一方のモード大公は、エルフの妾に未練があるのか、その表情は硬い。
「叔父上、お互い生きていれば、再会の機会は何時でもあるじゃないですか?」
「そうか、そうだな」
「そうですよ……さて、共犯者同士のお近づきの印に一杯、飲りましょう」
マクシミリアンは、懐から一本の瓶を取り出した。
「なんだろうか、ワインとは違う色のようだが」
「これはウィスキーという蒸留酒ですよ。僕としてはこの製法を叔父上に提供する用意があります」
「何が目的ですかな?」
「叔父上とは、これからも良い付き合いをしたい、という事です。この酒盃使ってもよろしいですよね?」
「構わないが……」
許可を得たマクシミリアンは、執務室の端に備え付けられたミニバーからワイングラスではなく、銀製の酒盃を二つ取り出し、テーブルで待つモード大公の前に置いた。
「杖、失礼しますね」
マクシミリアンは、杖を振るい水魔法で氷を作り出し、それぞれの酒盃に入れ、ウィスキーを注いだ。
このウィスキーは、水魔法で無理やり蒸留させた代物だったが、酒飲みのマクシミリアンは魔法で酒を作る事を邪道だと思っていた。
「氷を入れて飲むものなのか」
「他にも色々と飲み方が在りますが、僕はロックが好みですね」
「そういう物なのか」
「それでは乾杯といきましょう」
「そうだな、乾杯」
「乾杯」
二人をほぼ同時に酒盃を呷った。
「ごふぁあ!!」
そして、モード大公はアルコール度数の強さに噴き出してしまった。
マクシミリアンから、モルト・ウィスキーの製法を教わったモード大公は、早速、製造を開始し数年後には『モード・ウィスキー』の名でハルケギニア中に広まった。
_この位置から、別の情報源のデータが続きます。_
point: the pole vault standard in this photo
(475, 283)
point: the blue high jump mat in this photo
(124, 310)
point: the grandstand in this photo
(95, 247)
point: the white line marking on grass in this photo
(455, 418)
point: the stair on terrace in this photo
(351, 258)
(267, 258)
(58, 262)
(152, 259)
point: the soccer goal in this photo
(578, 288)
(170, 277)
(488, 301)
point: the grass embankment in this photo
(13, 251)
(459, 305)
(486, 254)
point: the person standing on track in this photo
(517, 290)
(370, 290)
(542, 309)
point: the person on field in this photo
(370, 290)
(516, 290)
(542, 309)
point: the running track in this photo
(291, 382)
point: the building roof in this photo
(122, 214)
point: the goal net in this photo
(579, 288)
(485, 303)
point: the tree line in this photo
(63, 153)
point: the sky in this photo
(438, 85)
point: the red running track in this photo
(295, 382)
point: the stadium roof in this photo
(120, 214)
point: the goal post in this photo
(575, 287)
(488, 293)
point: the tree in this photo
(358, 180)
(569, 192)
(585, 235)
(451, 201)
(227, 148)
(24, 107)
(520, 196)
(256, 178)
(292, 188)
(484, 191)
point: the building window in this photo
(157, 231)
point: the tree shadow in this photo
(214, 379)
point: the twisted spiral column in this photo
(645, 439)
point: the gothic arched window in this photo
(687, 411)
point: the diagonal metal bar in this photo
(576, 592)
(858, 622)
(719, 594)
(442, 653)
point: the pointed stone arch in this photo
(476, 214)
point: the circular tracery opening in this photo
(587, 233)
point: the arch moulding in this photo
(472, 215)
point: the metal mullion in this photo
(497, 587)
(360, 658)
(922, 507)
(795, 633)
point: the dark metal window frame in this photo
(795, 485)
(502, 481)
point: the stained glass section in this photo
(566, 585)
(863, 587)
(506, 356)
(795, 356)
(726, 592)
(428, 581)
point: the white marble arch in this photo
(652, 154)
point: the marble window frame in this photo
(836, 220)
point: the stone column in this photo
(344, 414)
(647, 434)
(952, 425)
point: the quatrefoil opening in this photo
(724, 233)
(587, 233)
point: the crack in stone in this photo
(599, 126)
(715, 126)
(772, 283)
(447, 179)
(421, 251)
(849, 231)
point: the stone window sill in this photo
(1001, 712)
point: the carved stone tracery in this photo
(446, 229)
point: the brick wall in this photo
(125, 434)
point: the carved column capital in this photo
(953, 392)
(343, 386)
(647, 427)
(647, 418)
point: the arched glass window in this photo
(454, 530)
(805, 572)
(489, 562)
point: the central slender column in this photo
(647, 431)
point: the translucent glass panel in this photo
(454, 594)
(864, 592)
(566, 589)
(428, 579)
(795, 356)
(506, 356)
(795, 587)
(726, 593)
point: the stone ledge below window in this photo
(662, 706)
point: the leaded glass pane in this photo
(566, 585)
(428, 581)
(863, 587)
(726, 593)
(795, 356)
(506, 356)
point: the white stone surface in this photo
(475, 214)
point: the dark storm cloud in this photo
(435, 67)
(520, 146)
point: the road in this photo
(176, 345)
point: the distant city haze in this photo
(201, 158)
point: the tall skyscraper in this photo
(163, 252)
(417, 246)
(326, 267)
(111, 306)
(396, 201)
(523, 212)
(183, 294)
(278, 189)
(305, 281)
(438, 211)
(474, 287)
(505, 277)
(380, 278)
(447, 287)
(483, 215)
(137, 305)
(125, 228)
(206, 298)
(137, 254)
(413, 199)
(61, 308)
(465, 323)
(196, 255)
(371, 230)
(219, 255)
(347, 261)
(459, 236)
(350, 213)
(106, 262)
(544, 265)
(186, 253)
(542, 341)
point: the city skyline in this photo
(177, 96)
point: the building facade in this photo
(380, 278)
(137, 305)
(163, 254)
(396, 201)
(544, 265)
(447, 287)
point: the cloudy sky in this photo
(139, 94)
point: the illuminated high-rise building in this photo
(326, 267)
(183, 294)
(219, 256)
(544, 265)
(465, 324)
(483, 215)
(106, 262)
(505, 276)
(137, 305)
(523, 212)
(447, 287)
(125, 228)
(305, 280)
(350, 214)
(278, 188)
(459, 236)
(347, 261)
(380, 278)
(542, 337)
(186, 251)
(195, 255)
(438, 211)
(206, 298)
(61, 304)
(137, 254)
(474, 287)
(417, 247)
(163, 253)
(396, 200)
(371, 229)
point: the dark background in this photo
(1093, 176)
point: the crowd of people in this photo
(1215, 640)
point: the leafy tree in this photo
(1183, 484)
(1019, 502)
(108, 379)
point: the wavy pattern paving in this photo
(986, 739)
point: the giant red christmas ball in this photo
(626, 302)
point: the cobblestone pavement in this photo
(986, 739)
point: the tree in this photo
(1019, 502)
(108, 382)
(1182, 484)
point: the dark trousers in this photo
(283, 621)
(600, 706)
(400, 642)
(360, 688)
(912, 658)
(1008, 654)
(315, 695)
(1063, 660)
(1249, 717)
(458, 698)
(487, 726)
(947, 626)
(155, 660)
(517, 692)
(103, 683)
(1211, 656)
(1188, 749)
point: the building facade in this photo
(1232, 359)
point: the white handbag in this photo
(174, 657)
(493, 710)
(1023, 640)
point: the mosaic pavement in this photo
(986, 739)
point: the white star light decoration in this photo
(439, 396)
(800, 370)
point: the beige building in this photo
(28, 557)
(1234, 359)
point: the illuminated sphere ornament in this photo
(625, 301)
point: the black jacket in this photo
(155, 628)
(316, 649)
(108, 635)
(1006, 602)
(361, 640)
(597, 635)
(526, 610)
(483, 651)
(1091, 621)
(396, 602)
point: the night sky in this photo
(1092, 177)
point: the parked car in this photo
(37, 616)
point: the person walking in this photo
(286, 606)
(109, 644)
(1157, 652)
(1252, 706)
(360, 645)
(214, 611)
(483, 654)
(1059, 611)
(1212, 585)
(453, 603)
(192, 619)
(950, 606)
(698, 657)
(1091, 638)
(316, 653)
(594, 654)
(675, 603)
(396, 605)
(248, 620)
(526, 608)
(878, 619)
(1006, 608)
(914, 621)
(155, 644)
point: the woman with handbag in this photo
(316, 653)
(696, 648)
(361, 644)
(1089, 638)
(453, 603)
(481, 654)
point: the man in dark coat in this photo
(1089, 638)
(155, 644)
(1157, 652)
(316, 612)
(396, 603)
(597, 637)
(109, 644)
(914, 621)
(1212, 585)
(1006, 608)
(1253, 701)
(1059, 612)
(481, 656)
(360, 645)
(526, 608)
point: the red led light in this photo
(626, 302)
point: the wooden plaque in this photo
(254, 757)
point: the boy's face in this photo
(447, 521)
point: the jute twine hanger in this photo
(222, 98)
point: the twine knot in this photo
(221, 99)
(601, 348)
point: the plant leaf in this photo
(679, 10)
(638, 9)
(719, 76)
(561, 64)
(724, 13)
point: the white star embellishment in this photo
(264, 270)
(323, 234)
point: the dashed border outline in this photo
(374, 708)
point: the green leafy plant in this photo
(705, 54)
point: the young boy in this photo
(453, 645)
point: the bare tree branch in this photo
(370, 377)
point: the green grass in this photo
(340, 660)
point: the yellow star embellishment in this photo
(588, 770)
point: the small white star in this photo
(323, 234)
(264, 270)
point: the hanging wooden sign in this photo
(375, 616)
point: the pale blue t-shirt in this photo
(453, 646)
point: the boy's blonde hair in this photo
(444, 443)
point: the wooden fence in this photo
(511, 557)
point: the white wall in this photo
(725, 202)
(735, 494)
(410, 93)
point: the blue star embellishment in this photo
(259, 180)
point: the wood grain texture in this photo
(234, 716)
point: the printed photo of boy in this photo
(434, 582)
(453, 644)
後日、ティファニアとその母親シャジャルは、ウェストウッド村へと落ち延び、一先ずの安息を得た。
☆ ☆ ☆
モード大公領からロサイス港に到着したマクシミリアン一行は、来た時と同じようにベルギカ号に乗艦し、後は出航を待つだけとなった。
懸念された、モード大公の口封じも、マクシミリアンとモード大公の密約(?)で回避され、平穏無事に帰国する事が出来そうだった。
マクシミリアンは、ド・ローテル艦長の下に行っており。カトレアは、来た時と同じ客室でメイドコンビが淹れた紅茶を飲みながら昨夜の事を思い出した。
それは、ティファニアを抱えて、東の塔へ行った時、窓を開け優しく出迎えたくれたティファニアの母シャジャルが、カトレアの中にあったエルフ像を粉々に打ち砕いた。
一言、二言しか喋る事が出来なかったが、感の良いカトレアはシャジャルの人柄を読み取り好感の持てる人物と判断した。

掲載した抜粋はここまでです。